Much like a lemonade, to build a proper EE/RE financing program- there are three key ingredients that you can’t do without. Here at Harcourt Brown & Carey, we refer to these as the three C’s of Capital, Confidence, and Convenience. This four part blog post will explore these three key ingredients, and how they combine to create a successful finance program across three main links in the chain- the financial institution, the contractor, and the borrower/end user.
In today’s post we’ll start with simple definitions and key elements.
Capital: Money to lend with attractive interest rates and terms to buyer and high applicant approval rates for the seller. Attractive yields to investors are also critical here.
Confidence: Buyer/borrower comfort and trust with the project, the financial product, and the providers. Investors’ confidence in energy savings and yield. Utilities/regulatory commission and others’ confidence in incremental energy savings. Confidence among all parties in one another. And finally, confidence from all parties that a robust EE market will emerge to justify investments of time and money.
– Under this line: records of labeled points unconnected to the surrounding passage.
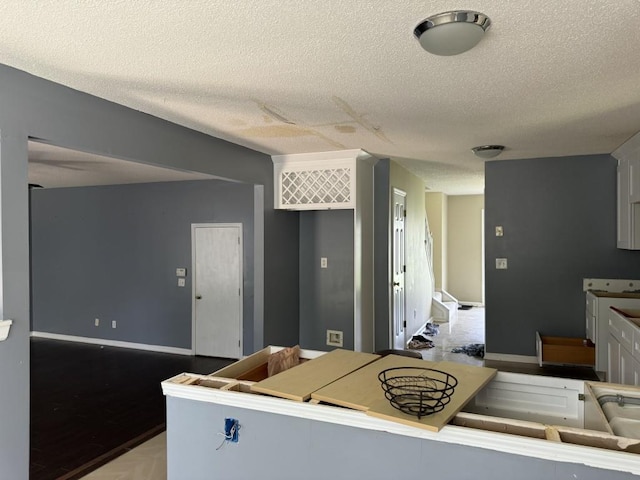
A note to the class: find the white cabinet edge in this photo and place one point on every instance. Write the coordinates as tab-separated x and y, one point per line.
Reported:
5	325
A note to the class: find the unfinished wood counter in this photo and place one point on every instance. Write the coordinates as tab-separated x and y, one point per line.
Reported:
523	426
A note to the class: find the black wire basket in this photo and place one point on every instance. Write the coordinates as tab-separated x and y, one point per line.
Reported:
417	391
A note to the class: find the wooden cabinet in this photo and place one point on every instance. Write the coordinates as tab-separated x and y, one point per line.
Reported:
598	318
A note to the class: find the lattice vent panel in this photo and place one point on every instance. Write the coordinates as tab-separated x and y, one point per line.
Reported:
307	187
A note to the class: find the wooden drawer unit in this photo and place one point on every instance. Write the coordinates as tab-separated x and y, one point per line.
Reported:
564	350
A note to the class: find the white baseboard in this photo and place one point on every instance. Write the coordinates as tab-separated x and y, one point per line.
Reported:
113	343
504	357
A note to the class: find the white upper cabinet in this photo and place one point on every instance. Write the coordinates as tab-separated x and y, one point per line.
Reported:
628	196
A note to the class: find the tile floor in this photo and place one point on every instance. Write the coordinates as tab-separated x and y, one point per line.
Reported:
469	328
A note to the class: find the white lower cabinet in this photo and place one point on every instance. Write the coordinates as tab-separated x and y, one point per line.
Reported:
623	350
627	373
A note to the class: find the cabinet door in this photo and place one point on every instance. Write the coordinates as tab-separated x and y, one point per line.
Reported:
636	372
590	328
627	371
613	360
634	180
624	206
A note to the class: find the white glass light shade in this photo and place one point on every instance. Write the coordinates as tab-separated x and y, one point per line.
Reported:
452	33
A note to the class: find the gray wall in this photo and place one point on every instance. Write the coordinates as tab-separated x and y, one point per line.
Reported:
111	253
559	219
33	107
326	295
381	252
282	447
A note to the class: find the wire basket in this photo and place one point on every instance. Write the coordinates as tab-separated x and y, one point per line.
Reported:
417	391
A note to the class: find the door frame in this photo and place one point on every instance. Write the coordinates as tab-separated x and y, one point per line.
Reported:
194	226
397	191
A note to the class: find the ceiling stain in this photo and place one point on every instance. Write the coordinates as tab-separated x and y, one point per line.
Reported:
360	120
277	131
237	122
345	128
286	131
274	112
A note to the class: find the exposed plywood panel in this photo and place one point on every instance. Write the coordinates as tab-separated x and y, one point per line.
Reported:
361	390
300	382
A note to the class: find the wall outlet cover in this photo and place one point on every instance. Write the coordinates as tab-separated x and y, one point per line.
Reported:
334	338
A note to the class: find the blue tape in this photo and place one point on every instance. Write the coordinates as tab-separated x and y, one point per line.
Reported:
231	428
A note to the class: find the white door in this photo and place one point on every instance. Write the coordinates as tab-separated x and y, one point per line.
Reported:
217	289
398	267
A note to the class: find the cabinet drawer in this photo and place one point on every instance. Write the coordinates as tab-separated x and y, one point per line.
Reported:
614	324
636	344
590	328
591	304
626	334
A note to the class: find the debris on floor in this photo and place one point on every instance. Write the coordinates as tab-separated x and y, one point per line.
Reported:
473	350
419	342
431	329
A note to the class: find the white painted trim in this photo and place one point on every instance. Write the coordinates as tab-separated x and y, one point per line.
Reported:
504	357
5	325
512	444
472	304
113	343
193	277
610	284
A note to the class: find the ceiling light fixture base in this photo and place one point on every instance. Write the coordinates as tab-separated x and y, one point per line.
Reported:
452	33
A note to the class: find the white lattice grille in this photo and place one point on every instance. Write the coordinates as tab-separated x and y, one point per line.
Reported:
327	186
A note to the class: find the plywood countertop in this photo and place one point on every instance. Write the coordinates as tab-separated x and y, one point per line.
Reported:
603	294
298	383
361	390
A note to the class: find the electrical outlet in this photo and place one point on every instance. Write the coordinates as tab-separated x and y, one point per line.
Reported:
334	338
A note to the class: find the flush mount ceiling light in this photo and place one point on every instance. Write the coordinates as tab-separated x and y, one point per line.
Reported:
451	33
488	151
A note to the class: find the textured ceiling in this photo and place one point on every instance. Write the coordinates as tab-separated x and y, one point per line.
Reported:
550	78
51	167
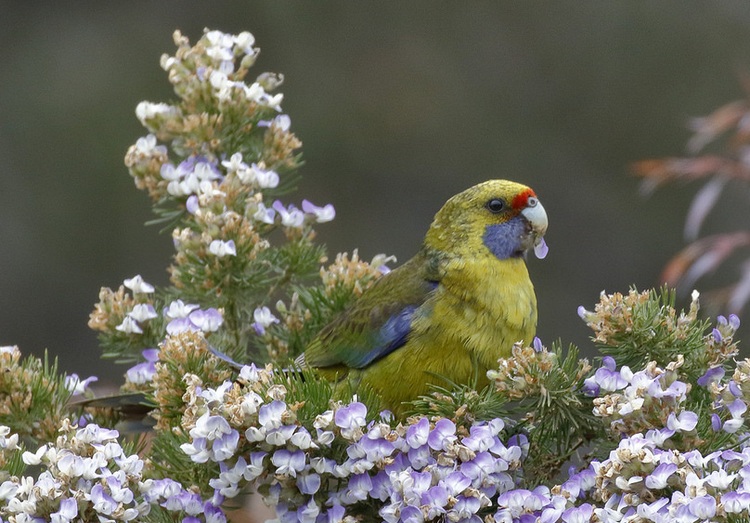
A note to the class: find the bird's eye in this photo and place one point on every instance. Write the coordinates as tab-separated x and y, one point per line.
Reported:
495	206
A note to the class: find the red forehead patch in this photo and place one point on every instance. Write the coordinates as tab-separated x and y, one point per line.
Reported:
521	200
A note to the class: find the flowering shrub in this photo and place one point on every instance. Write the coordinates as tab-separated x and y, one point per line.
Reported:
654	432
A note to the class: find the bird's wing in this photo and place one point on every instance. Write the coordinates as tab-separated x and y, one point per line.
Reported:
379	322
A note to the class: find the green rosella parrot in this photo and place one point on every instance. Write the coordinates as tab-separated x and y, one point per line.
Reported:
460	303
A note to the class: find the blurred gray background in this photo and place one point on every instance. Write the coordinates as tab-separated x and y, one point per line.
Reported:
399	106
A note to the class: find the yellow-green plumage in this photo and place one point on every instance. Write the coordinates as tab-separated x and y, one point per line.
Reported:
463	300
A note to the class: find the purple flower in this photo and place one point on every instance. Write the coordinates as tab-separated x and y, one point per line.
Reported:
269	415
466	507
703	507
210	427
144	372
411	514
213	513
359	487
684	422
514	500
480	438
580	514
308	512
435	500
735	502
102	501
455	483
265	178
288	463
712	375
420	457
735	389
225	446
308	483
737	408
263	319
442	435
67	512
178	309
137	285
291	216
335	514
677	389
480	467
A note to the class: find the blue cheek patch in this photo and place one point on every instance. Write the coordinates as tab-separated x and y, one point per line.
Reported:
504	239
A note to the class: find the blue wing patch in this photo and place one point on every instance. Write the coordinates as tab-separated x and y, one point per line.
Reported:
389	337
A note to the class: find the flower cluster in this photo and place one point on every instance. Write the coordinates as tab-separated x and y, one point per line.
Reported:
33	395
86	474
645	480
418	472
633	402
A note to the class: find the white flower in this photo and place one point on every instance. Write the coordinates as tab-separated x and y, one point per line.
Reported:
145	111
146	146
265	178
220	248
129	326
179	309
34	458
137	285
143	312
265	215
322	214
245	42
264	317
235	163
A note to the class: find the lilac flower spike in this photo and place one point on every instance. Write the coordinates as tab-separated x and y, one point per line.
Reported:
322	214
712	375
138	286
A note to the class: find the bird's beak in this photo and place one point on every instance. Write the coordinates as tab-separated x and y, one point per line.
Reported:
537	218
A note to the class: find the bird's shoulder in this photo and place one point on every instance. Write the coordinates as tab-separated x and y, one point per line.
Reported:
379	321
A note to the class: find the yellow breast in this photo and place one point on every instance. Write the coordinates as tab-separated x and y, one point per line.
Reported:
479	310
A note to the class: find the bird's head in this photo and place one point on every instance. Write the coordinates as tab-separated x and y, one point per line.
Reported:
503	216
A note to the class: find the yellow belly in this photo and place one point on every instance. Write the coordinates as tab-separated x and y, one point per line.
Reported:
476	315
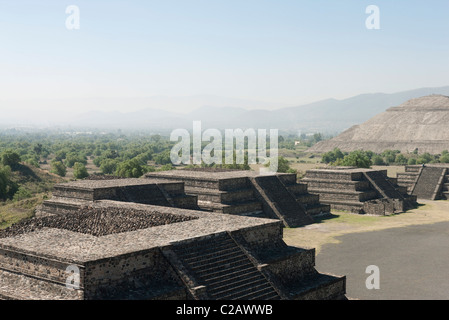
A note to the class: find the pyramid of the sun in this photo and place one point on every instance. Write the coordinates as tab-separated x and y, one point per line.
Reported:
420	123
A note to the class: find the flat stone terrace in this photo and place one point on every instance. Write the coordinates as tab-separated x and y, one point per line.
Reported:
71	196
358	190
79	248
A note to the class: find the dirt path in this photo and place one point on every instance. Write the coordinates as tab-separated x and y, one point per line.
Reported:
326	231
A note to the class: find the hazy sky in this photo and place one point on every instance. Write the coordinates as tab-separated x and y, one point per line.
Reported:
285	52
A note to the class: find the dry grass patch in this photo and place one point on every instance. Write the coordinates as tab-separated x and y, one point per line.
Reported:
327	230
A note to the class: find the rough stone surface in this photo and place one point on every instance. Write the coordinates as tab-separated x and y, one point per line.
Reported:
418	123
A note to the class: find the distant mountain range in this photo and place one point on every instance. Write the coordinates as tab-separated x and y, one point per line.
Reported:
326	116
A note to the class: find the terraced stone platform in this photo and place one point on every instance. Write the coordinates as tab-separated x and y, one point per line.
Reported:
157	252
429	182
362	191
247	193
69	197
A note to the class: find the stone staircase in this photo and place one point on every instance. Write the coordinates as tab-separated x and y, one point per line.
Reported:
224	266
25	276
310	202
408	178
69	197
429	184
246	193
279	202
223	269
445	187
223	195
355	190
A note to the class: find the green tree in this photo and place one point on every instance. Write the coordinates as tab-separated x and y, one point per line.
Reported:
400	159
7	187
424	158
378	160
444	157
108	166
332	156
80	171
58	168
357	158
10	158
130	169
21	194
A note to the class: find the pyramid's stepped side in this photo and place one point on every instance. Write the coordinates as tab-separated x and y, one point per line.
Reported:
445	188
429	185
419	123
280	202
164	262
430	182
69	197
142	275
342	190
358	190
408	178
310	202
226	266
238	192
216	192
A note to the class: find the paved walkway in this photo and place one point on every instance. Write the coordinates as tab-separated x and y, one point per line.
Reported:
413	262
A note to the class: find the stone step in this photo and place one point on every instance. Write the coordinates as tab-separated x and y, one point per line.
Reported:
64	191
308	198
380	182
335	194
192	179
196	249
58	205
226	197
428	181
408	175
217	268
351	206
251	294
16	286
185	202
243	208
242	279
229	274
220	278
345	184
319	287
333	175
297	189
318	209
279	201
288	179
246	290
232	258
412	168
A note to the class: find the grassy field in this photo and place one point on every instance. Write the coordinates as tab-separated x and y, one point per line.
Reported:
12	212
327	230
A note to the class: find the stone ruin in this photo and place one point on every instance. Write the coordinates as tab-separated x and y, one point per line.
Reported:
277	196
361	191
141	239
430	182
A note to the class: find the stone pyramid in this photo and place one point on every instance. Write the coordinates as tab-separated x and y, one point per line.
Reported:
418	123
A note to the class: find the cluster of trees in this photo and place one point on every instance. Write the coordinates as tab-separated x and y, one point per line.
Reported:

Convenience: The provider of financing must give the borrower and the seller/contractor a simple and quick process. Other players, such as state and local government contractors and utilities, must take on roles that fit with their core competency.
Combine, sugar, lemon and water and you’ve got a refreshing summer beverage. Combine the three C’s and you can successfully deploy capital, support contractors, and install energy efficiency; just the thing on a hot summer’s day.